Peran perempuan tidak hanya terbatas pada akses sumber daya alam tetapi akses dalam kebijakan yang berkelanjutan juga sangat penting. Dalam sebuah penelitian di 130 negara, ditemukan bahwa ketika perempuan berada di posisi pemerintahan, mereka lebih mungkin untuk menandatangani perjanjian yang mengambil tindakan melawan perubahan iklim.


Penyerahan SK pengurus lama kepada pengurus baru LPHD

Perempuan memainkan peran penting dalam komunitas, dan suara perempuan harus didengar untuk aksi iklim. Untuk memiliki masa depan yang tangguh, untuk perkembangan komunitas, perempuan harus duduk di meja.

Kepengurusan LPHD di Nanga Lauk sejak diresmikan pada 2017 didominasi oleh laki-laki dan orangtua. Ketua LPHD 2022 yang baru telah dipilih melalui pemungutan suara pada bulan Maret 2022, kini LPHD yang baru dipegang oleh seorang perempuan muda lulusan Kehutanan Universitas Tanjungpura. Tidak hanya itu, posisi akuntan dan sekretaris juga dijabat oleh perempuan Lija Sari dan Sariatun. Semua orang di desa berharap dengan kepemimpinan anak muda akan ada perubahan yang signifikan.

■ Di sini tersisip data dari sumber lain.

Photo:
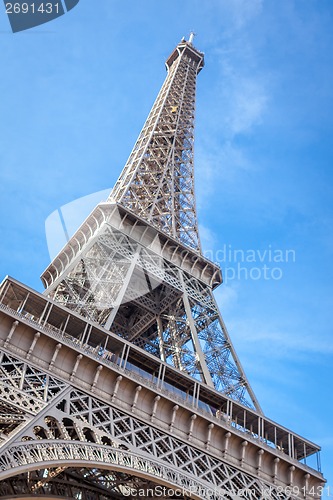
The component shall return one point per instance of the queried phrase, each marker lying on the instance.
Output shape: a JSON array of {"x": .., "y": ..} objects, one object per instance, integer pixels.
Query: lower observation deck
[{"x": 42, "y": 314}]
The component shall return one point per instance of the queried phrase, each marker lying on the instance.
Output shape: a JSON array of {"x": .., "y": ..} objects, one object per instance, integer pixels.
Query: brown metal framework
[{"x": 121, "y": 379}]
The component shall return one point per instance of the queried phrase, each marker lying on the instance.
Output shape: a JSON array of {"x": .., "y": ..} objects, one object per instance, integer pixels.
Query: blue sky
[{"x": 74, "y": 96}]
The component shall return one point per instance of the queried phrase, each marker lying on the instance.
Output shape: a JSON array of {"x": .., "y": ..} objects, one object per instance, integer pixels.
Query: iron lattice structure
[
  {"x": 126, "y": 283},
  {"x": 121, "y": 381}
]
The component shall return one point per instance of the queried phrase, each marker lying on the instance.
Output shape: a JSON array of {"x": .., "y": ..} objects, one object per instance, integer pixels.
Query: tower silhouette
[{"x": 121, "y": 379}]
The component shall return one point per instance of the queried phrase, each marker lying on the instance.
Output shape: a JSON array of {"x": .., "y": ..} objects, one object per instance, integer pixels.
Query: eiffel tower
[{"x": 121, "y": 380}]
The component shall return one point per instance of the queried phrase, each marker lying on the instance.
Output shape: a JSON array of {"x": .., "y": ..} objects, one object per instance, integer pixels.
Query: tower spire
[{"x": 157, "y": 182}]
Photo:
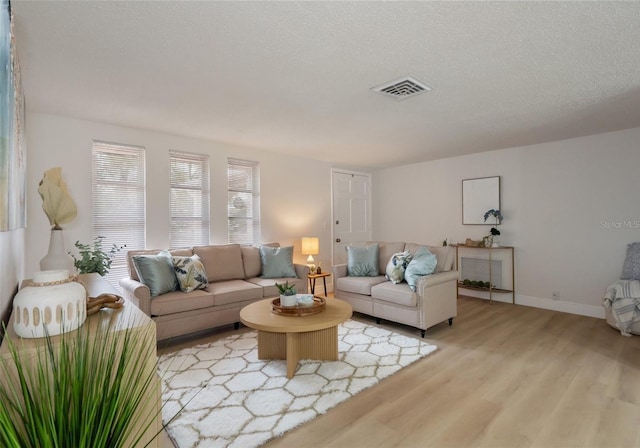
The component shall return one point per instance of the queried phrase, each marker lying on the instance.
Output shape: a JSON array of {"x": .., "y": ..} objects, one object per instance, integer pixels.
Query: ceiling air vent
[{"x": 402, "y": 88}]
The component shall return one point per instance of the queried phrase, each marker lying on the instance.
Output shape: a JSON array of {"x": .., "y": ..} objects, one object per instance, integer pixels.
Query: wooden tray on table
[{"x": 318, "y": 306}]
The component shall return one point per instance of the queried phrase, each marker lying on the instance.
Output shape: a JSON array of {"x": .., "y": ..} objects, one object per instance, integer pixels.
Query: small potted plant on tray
[{"x": 287, "y": 294}]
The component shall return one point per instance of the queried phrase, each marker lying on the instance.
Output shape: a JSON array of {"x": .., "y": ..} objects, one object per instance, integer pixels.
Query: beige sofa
[
  {"x": 434, "y": 301},
  {"x": 234, "y": 274}
]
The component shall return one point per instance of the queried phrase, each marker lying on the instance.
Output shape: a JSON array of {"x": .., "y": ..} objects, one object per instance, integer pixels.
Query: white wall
[
  {"x": 295, "y": 192},
  {"x": 12, "y": 245},
  {"x": 570, "y": 208}
]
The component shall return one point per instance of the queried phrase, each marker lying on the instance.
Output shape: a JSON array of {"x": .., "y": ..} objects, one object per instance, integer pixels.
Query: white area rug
[{"x": 236, "y": 400}]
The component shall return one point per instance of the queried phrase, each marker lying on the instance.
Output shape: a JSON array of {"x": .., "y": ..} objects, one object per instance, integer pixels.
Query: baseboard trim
[{"x": 562, "y": 306}]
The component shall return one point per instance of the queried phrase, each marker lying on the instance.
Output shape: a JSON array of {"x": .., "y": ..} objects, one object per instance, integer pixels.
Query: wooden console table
[
  {"x": 128, "y": 317},
  {"x": 491, "y": 290}
]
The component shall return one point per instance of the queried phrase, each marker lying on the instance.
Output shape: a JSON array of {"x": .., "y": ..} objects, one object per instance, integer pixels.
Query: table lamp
[{"x": 311, "y": 247}]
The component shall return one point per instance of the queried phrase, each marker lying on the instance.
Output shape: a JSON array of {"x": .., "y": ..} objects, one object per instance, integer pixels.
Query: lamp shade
[{"x": 310, "y": 246}]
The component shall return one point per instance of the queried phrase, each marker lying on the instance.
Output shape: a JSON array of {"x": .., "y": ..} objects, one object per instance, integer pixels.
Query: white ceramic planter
[
  {"x": 54, "y": 300},
  {"x": 57, "y": 258}
]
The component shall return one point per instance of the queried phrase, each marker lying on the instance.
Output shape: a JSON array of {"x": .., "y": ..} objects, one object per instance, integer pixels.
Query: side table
[{"x": 312, "y": 281}]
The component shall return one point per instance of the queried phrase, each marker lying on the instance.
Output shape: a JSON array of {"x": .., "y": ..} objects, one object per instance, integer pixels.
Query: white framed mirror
[{"x": 478, "y": 196}]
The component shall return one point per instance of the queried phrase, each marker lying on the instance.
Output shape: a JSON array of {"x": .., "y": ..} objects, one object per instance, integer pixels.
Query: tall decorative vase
[{"x": 57, "y": 258}]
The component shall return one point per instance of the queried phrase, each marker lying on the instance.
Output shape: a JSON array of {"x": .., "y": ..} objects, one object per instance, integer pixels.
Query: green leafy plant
[
  {"x": 89, "y": 388},
  {"x": 92, "y": 258},
  {"x": 286, "y": 289}
]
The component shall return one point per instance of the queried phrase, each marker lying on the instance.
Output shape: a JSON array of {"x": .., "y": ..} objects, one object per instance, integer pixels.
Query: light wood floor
[{"x": 504, "y": 376}]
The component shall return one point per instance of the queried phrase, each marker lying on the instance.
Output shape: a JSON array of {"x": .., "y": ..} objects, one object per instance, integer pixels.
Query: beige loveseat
[
  {"x": 234, "y": 275},
  {"x": 434, "y": 301}
]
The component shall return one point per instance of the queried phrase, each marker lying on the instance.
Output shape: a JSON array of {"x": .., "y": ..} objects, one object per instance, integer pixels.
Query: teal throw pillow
[
  {"x": 423, "y": 263},
  {"x": 397, "y": 265},
  {"x": 277, "y": 262},
  {"x": 190, "y": 273},
  {"x": 362, "y": 261},
  {"x": 156, "y": 271}
]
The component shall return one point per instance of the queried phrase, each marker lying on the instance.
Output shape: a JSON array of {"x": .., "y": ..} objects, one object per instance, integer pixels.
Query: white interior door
[{"x": 351, "y": 211}]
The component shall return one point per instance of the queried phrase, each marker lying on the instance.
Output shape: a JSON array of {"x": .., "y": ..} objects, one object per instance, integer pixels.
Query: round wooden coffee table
[{"x": 296, "y": 337}]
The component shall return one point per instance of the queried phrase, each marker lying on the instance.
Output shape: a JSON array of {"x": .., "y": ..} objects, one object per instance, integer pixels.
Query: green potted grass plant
[{"x": 83, "y": 389}]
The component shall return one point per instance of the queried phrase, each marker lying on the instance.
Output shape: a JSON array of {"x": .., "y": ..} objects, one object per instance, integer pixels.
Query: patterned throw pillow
[
  {"x": 362, "y": 261},
  {"x": 631, "y": 267},
  {"x": 423, "y": 263},
  {"x": 396, "y": 266},
  {"x": 190, "y": 273}
]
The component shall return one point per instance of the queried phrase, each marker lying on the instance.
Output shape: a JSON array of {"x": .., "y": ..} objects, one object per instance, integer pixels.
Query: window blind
[
  {"x": 119, "y": 201},
  {"x": 190, "y": 199},
  {"x": 243, "y": 201}
]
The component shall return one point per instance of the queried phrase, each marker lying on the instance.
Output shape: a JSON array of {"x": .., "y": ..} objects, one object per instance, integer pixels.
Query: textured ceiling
[{"x": 295, "y": 77}]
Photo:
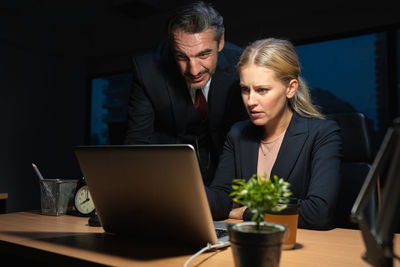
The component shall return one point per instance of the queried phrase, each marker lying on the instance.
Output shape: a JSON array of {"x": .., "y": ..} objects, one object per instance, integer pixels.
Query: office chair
[{"x": 357, "y": 156}]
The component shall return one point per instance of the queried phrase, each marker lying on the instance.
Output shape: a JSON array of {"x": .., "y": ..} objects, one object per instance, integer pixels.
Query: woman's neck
[{"x": 274, "y": 129}]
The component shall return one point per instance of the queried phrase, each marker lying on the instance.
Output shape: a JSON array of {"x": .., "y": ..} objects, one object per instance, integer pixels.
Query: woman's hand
[{"x": 237, "y": 213}]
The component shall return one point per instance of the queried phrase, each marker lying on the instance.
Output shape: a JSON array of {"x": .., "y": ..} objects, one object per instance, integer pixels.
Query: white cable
[{"x": 208, "y": 247}]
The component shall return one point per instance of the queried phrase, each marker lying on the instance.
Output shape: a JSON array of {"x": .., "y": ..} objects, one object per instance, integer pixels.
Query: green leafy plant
[{"x": 261, "y": 195}]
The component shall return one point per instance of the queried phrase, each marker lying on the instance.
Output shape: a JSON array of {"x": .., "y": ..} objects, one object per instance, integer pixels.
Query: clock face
[{"x": 83, "y": 201}]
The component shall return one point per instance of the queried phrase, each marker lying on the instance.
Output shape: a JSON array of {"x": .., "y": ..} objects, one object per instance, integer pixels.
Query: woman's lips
[{"x": 255, "y": 114}]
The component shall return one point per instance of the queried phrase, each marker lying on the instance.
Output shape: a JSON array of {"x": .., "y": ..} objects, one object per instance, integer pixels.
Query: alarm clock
[{"x": 83, "y": 202}]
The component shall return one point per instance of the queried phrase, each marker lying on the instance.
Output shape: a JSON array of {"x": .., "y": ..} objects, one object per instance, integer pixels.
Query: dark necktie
[{"x": 200, "y": 103}]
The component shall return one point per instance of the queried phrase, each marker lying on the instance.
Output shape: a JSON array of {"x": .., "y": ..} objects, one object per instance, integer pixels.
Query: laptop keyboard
[{"x": 221, "y": 233}]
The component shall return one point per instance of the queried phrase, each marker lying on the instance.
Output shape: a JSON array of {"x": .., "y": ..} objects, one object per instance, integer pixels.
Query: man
[{"x": 166, "y": 107}]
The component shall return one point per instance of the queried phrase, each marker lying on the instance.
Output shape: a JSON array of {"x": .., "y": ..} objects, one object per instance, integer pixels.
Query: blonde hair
[{"x": 281, "y": 57}]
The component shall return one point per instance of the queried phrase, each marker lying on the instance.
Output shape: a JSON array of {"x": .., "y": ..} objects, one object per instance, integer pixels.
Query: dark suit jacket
[
  {"x": 309, "y": 159},
  {"x": 160, "y": 101}
]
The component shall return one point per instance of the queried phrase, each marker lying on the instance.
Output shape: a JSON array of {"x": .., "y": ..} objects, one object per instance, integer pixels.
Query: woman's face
[{"x": 264, "y": 96}]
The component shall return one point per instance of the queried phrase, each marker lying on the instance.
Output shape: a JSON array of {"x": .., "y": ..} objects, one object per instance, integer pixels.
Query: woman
[{"x": 285, "y": 136}]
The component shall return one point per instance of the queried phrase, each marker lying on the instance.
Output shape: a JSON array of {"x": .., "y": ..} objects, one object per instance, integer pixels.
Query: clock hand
[{"x": 85, "y": 201}]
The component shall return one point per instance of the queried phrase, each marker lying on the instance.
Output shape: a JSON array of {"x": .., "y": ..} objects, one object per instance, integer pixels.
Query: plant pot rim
[{"x": 275, "y": 227}]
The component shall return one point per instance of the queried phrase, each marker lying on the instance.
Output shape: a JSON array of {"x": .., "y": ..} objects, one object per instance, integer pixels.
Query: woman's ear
[{"x": 292, "y": 88}]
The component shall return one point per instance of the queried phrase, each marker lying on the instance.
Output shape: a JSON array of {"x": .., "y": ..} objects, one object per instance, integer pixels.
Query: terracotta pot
[{"x": 256, "y": 247}]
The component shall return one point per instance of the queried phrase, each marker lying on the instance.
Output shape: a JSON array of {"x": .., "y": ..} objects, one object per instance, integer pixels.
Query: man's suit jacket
[
  {"x": 309, "y": 159},
  {"x": 160, "y": 101}
]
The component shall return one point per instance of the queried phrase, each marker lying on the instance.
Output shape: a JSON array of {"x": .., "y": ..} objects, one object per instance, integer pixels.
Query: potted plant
[{"x": 258, "y": 243}]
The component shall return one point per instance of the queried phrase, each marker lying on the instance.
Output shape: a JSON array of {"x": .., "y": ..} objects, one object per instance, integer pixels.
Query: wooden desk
[{"x": 66, "y": 240}]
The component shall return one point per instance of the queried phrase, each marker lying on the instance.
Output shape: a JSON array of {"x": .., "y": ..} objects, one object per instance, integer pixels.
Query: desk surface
[{"x": 70, "y": 238}]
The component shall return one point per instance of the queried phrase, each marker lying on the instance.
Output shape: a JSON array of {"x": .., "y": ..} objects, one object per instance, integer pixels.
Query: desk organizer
[{"x": 56, "y": 195}]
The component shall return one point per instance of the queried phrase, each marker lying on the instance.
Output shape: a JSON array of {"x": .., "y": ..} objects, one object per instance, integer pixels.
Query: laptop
[{"x": 150, "y": 191}]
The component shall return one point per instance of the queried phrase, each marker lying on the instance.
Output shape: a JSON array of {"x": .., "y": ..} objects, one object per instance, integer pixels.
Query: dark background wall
[{"x": 50, "y": 49}]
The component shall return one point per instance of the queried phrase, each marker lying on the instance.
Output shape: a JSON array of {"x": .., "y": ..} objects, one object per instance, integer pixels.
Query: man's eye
[
  {"x": 262, "y": 90},
  {"x": 181, "y": 57},
  {"x": 204, "y": 55}
]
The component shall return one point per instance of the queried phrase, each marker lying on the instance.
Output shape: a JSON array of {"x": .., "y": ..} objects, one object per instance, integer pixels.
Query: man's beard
[{"x": 195, "y": 87}]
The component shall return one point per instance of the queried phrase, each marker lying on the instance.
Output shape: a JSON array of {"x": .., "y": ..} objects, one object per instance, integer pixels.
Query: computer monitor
[{"x": 378, "y": 238}]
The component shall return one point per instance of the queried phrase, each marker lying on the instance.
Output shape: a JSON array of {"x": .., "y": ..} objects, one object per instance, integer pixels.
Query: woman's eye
[
  {"x": 204, "y": 56},
  {"x": 244, "y": 90}
]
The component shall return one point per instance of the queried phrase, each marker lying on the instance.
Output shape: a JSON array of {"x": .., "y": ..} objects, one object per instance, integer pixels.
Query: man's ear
[
  {"x": 221, "y": 43},
  {"x": 292, "y": 88}
]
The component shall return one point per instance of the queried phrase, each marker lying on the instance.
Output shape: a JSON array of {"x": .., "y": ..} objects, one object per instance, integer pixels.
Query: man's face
[{"x": 196, "y": 55}]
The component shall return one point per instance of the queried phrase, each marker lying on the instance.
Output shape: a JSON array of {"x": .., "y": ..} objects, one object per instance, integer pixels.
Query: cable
[{"x": 208, "y": 247}]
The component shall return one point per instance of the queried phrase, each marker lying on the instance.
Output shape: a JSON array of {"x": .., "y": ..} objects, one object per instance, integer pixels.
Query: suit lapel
[
  {"x": 219, "y": 90},
  {"x": 249, "y": 152},
  {"x": 295, "y": 137},
  {"x": 178, "y": 94}
]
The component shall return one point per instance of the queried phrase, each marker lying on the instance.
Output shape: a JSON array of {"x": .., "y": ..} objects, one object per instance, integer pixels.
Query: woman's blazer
[{"x": 309, "y": 159}]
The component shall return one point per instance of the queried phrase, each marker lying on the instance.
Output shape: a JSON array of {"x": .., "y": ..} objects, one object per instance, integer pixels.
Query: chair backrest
[
  {"x": 357, "y": 156},
  {"x": 356, "y": 135}
]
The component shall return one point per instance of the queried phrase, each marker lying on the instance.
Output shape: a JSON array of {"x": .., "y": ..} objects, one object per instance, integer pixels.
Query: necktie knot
[{"x": 200, "y": 103}]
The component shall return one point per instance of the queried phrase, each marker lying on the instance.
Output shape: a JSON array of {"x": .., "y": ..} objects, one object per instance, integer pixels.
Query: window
[
  {"x": 109, "y": 108},
  {"x": 349, "y": 74}
]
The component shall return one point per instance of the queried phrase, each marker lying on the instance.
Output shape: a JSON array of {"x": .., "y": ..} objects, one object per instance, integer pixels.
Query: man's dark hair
[{"x": 195, "y": 18}]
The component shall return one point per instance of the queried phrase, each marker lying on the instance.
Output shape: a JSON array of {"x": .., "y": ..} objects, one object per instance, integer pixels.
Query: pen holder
[{"x": 55, "y": 195}]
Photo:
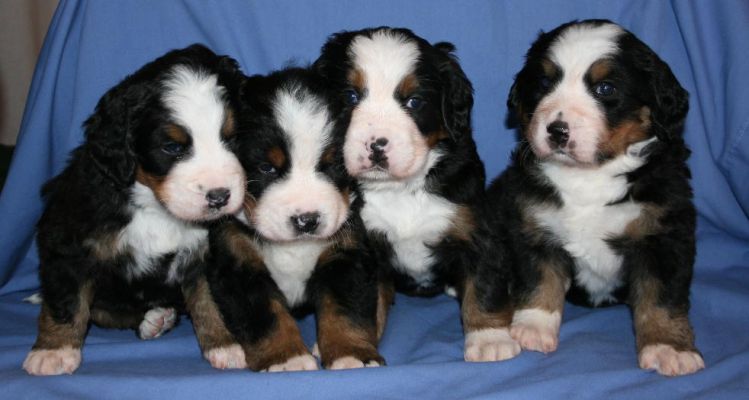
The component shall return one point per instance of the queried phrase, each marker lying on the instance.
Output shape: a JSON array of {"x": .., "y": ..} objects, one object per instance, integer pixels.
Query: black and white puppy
[
  {"x": 597, "y": 198},
  {"x": 120, "y": 225},
  {"x": 406, "y": 106},
  {"x": 300, "y": 244}
]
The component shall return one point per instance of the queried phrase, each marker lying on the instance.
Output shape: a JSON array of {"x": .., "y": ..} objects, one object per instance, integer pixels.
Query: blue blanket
[{"x": 91, "y": 45}]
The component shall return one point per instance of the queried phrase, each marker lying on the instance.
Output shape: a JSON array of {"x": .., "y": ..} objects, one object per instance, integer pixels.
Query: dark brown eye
[{"x": 267, "y": 168}]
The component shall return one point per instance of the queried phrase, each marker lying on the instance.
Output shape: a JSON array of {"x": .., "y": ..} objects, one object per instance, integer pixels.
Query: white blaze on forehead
[
  {"x": 578, "y": 47},
  {"x": 195, "y": 102},
  {"x": 385, "y": 58},
  {"x": 306, "y": 122}
]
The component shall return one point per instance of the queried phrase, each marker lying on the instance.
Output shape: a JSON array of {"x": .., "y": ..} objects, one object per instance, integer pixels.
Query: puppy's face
[
  {"x": 588, "y": 91},
  {"x": 182, "y": 147},
  {"x": 297, "y": 185},
  {"x": 391, "y": 84}
]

Senin, 18 Juli 2022, serah terima jabatan pengurus LPHD yang baru bertempat di kantor desa Nanga Lauk. Ketua LPHD yang baru, Hariska, mengatakan sebagai perempuan, ia sangat senang mendapat kesempatan menjadi ketua LPHD dan berharap desa Nanga Lauk bisa melestarikan hutan desa dan berkembang lebih maju.